In a decision that renders this production more like an episode of Love Island (with its insistently titillating emphasis on copulation and conflict), Milner opted to discard Byron’s brilliant cannibalism episode. Perhaps he felt that the killing and eating of the hapless Pedro might put his audience off. Certainly, it doesn’t exactly lend itself to light-hearted ditties and dances – though I imagine the Monty Python team would have been able to make it work. Anyway, I digress.
The curtain rises
on a sea-cave, with a half-naked and unconscious Juan watched over by two
beautiful oriental women. It is worth noting that Milner’s Haidee is far more
insipid and his Zoe far more caustic than their Byronic counterparts, as the
playwright transforms these characters into the stock dramatic figures of the
buxom innocent and shrewish servant, playing to the less-refined tastes of his
When Haidee, who suffers none of the issues with language barriers which render the progression of Byron’s island romance so protracted, offers her person and her wealth to Juan, our hero is all offended aristocratic dignity at the thought of so ‘low’ a connection. His outrage is conveyed in a series of asides to the audience, and it is easy to imagine Laura Honey in her male guise hamming it up:
Juan: Have I the honour then of addressing a princess in her own right, was your father a monarch? Haidee: At least, at home his will was absolute, here he dwelt, and none dared here resist his pleasure: but at most ties he dwelt upon the sea, and brought such treasures thence. Juan: Aye, I understand – contraband, smuggler upon a large scale. (Aside.)Tea. Tobacco. Haidee: And conquered ships, and brought home many captives. Juan: (Aside.)Oh, pirates and cut-throats to boot! This is a creditable connection. Haidee: He died at sea! Juan: (Aside.)Hung at the yard-arm! (II.i)
In a peculiar way,
however, I find this scene more realistic than Byron’s idealised scene of
immediate and improbable romance. As Haidee continues to enumerate her own charms,
including great wealth, our Juan is revealed to be financially, as well as
sexually, shameless. ‘I’m in a good thing!’ he exclaims at last, sweeping
Haidee into his arms and taking her up on all of her offers.
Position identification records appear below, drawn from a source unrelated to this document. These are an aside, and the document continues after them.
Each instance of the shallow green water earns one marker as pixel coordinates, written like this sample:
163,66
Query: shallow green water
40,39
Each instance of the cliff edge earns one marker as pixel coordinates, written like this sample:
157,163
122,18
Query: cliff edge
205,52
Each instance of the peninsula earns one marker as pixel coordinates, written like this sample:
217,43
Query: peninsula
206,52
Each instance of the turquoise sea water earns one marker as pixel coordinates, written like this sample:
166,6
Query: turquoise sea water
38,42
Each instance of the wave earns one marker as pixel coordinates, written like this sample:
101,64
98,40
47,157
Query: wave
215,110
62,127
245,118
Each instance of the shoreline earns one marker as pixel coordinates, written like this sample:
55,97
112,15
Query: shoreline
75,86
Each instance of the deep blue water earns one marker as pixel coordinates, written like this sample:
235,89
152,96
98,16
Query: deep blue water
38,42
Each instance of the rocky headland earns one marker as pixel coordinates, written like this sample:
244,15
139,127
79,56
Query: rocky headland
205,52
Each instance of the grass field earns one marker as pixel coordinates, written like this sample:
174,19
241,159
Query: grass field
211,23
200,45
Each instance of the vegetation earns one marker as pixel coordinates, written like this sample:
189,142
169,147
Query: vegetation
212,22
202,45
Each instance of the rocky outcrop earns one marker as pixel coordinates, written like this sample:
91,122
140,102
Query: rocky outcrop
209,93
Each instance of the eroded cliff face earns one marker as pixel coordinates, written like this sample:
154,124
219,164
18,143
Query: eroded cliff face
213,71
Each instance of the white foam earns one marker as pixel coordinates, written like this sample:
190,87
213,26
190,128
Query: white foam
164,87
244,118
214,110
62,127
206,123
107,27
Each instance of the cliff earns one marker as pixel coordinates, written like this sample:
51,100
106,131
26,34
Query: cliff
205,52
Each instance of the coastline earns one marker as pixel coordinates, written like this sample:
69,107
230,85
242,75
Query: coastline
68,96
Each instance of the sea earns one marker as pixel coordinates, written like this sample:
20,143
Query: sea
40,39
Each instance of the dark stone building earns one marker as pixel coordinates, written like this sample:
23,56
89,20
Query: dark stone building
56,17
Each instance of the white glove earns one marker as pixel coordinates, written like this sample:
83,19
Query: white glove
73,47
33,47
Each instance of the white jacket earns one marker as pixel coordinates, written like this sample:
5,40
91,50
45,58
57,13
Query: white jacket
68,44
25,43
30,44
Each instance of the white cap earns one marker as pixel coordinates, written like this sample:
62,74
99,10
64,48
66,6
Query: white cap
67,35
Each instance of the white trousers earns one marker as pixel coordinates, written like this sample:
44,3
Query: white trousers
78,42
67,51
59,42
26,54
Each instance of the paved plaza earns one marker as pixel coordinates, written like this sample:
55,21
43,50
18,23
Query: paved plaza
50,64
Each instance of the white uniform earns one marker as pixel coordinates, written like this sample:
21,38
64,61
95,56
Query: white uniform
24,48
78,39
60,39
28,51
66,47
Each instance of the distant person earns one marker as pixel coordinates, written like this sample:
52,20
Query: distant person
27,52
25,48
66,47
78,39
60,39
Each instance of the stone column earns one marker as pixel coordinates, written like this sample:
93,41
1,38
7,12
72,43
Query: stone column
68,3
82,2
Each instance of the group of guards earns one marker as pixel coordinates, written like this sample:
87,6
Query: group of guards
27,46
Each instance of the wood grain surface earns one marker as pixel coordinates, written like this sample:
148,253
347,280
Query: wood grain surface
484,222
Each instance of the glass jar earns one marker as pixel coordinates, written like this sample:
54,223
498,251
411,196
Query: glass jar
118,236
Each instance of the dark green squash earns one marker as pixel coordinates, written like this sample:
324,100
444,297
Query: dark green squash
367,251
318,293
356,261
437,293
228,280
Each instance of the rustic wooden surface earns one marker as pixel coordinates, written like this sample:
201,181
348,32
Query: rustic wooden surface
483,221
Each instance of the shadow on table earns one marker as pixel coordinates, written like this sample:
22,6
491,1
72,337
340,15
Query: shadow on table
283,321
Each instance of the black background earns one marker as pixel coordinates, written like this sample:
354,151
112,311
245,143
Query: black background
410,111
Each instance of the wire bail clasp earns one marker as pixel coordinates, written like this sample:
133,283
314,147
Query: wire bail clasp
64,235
The curtain drops on this touching scene and on wander a group of rollicking sailors bellowing sea-chanties. Their leader, Lambro, appears and we learn that – surprise, surprise – he has not drowned but merely been blown off course. He and his piratical band wander off the stage and the curtain rises once more to display Zoe and a drunken slave, Cyrus, in a ribald scene carefully calculated to appeal to the coarse, jingoistic humour of Milner’s audience:
Cyrus: Well missee Zoe, what you think of all dis fine affair? What do you tink of your misses and of our new massa? Dim diblish hansom, and they like you and me. Zoe: I think that she is mad! Cyrus: As for me, missee, poor black man, me niber tink not at all, it enough for him to workee, workee, when cross old massa make him, and now it enough for him to drinkee, drinkee, now young massa giv him holiday, him very fine man. (II.ii)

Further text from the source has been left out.